El hombre muerto era Julius Albak.

Galliardo lo arrastró por la fuerza, mientras el sudor corría por su rostro oscuro en gotas brillantes. Hawkwood se dejó alejar del muelle, pero se tambaleaba como un anciano, con los ojos cegados por las lágrimas.

Abeleyn IV, rey de Hebrion, tampoco estaba contento. Aunque se había arrodillado como requería el protocolo para besar el anillo del prelado, había en él una tensión, una reticencia en sus gestos que traicionaba sus sentimientos. El prelado le apoyó una mano sobre la cabeza morena y tocada con una diadema. —Querías hablar conmigo, hijo mío.

Abeleyn era un joven orgulloso en la flor de la vida. Más aún, era un rey, uno de los Cinco Reyes de Occidente; y sin embargo, aquel hombre lo trataba siempre como a un niño obstinado, equivocado pero con buena voluntad. Y ello no dejaba nunca de irritarle.

—Sí, santo padre. —Se puso en pie. Estaban en los aposentos del prelado. Unos muros altos y gruesos de piedra y el techo abovedado los protegían en parte del calor. A lo lejos, Abeleyn podía oír a los hermanos cantando prima y preparándose para la comida de mediodía. Había calculado mal el momento de su visita; sin duda, el prelado estaría impaciente por irse a comer. Bueno, no importaba.
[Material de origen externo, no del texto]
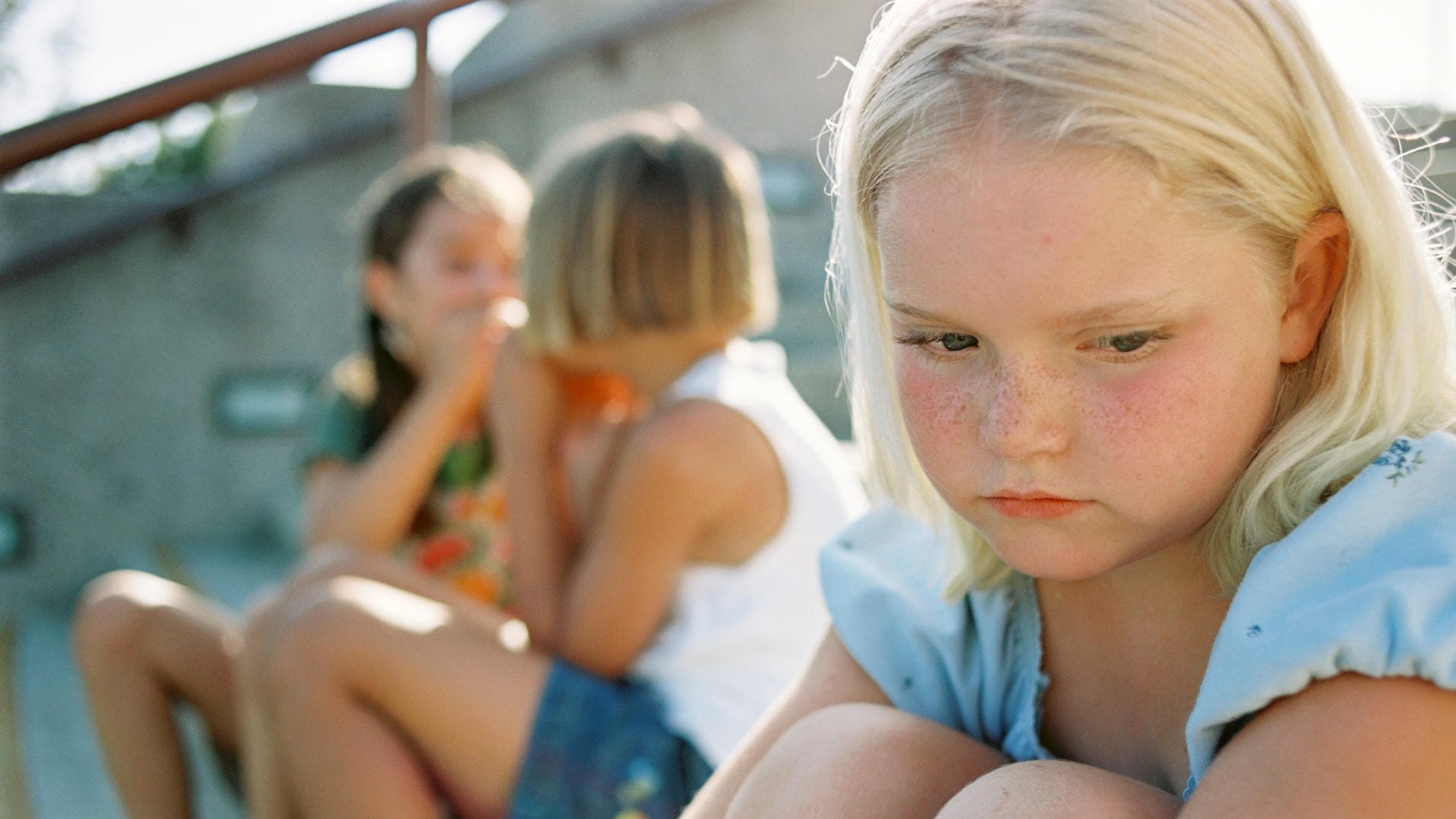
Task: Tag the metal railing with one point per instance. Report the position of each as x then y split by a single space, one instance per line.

Los tapices con representaciones de escenas de la vida del bendito Ramusio aliviaban la magnificencia austera del aposento. Había una buena alfombra bajo sus pies, aceite dulce quemando en los incensarios, el destello del oro en las lámparas colgantes y un cosquilleo de incienso en su nariz. A cada lado del prelado había un inceptino sentado en un taburete tapizado de terciopelo. Uno de ellos tenía pluma y pergamino, porque en aquella estancia todas las conversaciones se registraban. Tras él, Abeleyn pudo oír las botas de sus guardias crujiendo suavemente cuando también se arrodillaron. Sus espadas se habían quedado en la puerta: ni siquiera un rey podía entrar armado a presencia del prelado. Desde la caída de Aekir y la desaparición del sumo pontífice en el saqueo de la ciudad, los cinco prelados de los reinos eran los representantes directos de Dios en la tierra. Abeleyn hizo una mueca. Se rumoreaba que el sumo pontífice, Macrobius III, había solicitado abandonar Aekir al principio del asedio para preservar la sagrada persona, pero John Mogen y sus torunianos lo habían convencido de lo contrario, diciendo que la huida del pontífice equivaldría a admitir la derrota. Se decía que había hecho falta encerrar a Macrobius en un almacén de su propio palacio para convencerlo.